Passengers waiting for train Image copyright EPA

UK rail passengers lost an estimated 3.9 million hours to delays in 2018, according to consumer group Which?

The data covers trains which arrived at their destination 30 minutes or more late, and is based on 8.1 million such journeys in the year.

About 80 trains a day fitted this "significantly" late definition.

The Rail Delivery Group, which represents operators, said "rail companies are working together to improve punctuality".

Another 660 trains per day were cancelled.

It was the highest figure for cancellations since comparable records began in 2011, according to Which?, which used Office of Rail and Road data to compile its results.

'Torrid time'

Passenger groups are keen to avoid last year's chaos, when thousands of trains were cancelled amid a change of timetables.

Weather, strikes and signalling failures last year also brought down train reliability.

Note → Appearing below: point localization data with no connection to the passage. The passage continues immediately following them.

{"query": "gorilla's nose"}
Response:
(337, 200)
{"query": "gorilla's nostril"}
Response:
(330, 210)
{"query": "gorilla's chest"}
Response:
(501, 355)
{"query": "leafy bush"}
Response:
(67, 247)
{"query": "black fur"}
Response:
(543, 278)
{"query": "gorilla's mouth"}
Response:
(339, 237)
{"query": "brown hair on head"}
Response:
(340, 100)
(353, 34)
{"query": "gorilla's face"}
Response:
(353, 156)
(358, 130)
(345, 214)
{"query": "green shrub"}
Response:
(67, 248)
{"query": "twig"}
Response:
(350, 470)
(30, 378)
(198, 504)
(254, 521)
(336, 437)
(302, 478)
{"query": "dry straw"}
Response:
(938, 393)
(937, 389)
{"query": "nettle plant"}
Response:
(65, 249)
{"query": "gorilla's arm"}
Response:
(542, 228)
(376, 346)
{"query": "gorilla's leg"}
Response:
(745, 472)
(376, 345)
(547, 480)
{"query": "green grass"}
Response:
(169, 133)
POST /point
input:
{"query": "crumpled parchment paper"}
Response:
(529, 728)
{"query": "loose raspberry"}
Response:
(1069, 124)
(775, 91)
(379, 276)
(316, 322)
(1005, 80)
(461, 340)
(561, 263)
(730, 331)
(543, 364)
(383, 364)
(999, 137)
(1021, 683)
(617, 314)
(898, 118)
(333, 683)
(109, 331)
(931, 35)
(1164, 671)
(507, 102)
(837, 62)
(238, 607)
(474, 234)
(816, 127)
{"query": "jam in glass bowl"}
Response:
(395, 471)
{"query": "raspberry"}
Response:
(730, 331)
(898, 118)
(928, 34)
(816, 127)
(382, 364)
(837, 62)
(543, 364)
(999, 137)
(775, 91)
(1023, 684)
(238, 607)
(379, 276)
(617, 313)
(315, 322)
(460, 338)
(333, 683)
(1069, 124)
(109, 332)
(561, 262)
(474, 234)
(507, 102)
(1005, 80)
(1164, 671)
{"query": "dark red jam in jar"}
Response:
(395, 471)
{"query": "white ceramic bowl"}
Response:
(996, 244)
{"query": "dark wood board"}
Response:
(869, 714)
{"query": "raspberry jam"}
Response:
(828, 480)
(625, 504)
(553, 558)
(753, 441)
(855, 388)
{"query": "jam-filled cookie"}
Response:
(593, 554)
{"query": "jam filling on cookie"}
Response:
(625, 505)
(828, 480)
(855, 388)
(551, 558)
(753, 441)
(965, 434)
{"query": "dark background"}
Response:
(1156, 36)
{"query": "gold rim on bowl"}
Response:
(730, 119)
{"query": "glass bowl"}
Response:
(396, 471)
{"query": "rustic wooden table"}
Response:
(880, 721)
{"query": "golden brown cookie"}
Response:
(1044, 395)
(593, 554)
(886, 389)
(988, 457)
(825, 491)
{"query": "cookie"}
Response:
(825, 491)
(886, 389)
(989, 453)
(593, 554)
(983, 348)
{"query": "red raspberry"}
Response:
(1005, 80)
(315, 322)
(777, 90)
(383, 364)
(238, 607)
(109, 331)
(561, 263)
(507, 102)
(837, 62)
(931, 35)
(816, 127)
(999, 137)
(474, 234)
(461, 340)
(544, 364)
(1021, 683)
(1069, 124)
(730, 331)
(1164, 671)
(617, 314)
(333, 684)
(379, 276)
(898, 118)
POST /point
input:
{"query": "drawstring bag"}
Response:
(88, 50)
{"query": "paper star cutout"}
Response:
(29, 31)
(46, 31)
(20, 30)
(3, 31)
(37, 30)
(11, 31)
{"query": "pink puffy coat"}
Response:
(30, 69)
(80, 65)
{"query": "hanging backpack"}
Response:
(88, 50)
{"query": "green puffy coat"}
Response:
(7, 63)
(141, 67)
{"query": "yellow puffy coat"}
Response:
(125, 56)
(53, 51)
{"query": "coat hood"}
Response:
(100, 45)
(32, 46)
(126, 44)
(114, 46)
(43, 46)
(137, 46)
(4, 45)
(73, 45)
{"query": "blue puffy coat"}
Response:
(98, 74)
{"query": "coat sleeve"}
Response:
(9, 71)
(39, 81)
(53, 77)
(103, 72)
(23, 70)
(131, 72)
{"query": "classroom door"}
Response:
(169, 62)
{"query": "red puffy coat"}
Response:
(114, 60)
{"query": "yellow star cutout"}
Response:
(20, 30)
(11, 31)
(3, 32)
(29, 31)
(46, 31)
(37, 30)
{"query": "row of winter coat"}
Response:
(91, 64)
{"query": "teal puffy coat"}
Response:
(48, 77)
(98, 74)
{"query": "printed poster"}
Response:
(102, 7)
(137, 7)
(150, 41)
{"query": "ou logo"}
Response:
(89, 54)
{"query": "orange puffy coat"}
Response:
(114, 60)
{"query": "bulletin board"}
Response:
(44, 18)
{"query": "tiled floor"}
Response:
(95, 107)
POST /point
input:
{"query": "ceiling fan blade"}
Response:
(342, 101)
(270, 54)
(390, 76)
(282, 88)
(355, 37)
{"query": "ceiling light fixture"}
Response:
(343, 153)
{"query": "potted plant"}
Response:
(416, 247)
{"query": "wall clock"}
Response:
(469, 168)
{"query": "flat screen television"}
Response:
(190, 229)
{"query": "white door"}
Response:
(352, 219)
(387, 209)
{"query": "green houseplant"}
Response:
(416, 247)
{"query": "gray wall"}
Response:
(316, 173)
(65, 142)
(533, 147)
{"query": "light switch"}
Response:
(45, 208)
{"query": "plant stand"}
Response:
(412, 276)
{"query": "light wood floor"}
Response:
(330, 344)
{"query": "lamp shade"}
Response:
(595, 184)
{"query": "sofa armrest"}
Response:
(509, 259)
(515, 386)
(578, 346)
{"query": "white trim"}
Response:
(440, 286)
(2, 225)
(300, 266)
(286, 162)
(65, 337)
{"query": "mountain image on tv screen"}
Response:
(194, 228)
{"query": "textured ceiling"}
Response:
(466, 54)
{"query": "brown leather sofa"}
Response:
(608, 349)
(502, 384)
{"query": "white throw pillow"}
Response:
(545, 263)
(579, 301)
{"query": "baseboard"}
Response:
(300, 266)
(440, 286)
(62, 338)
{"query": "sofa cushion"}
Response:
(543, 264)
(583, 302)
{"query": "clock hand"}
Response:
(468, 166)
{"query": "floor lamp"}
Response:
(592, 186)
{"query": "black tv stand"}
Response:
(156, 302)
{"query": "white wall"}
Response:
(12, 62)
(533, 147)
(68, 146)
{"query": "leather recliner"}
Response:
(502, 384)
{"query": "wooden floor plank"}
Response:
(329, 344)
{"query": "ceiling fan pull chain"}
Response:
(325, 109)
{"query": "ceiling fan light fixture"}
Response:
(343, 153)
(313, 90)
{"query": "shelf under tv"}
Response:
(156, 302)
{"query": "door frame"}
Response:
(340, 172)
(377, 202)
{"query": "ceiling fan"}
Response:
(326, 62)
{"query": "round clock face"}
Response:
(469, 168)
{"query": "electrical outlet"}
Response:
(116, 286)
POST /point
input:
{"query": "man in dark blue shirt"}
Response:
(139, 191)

"Passengers have faced a torrid time on the trains since the beginning of last year where the rail industry has fundamentally failed on punctuality and reliability," the group's head of campaigns Neena Bhati said.

"People then face a messy and complex compensation system which puts them off claiming when things go wrong."

Claiming compensation

Much of the information needed for a claim is on a standard rail ticket.

1. Class of seat | 2. Peak or non-peak | 3. Single, return, or monthly | 4. Date the ticket is valid | 5. Ticket number, and adjacent reference number | 6. Where ticket is from and to | 7. End date | 8. Price | Other details can include the fact it is a paper ticket, any connections, proof of purchase, and how it was paid for

Which? said that 36% of passengers do not claim delay compensations they are owed, and suggested that the payments should be automatic.

"We know that services on some routes weren't good enough last year and rail companies are working together to improve punctuality and tackle delays across the country," said Robert Nisbet, regional director of industry body the Rail Delivery Group.

"Train companies want to make it simple and easy for customers to claim compensation if they've experienced a delay."

"Half of the franchises managed by the Department for Transport pay compensation after 15 minutes and some operators have introduced automatic refunds, helping claims to increase by 80% over the last two years."

A review of the rail industry was commissioned last year, following criticism of the way the franchising model is run.

It is being led by former chief executive of British Airways, Keith Williams, who said it will consider all options, including renationalisation.

A Department for Transport spokesman said the Rail Review is "focused on reforms to put passengers at the heart of the railway and will consider all submissions closely",

Passenger satisfaction with rail services fell to a 10-year low, according to a report published in January by the independent transport watchdog, Transport Focus.

A survey of 25,000 people found 79% were satisfied overall with services, the lowest since 2008, with more than one in five passengers not satisfied.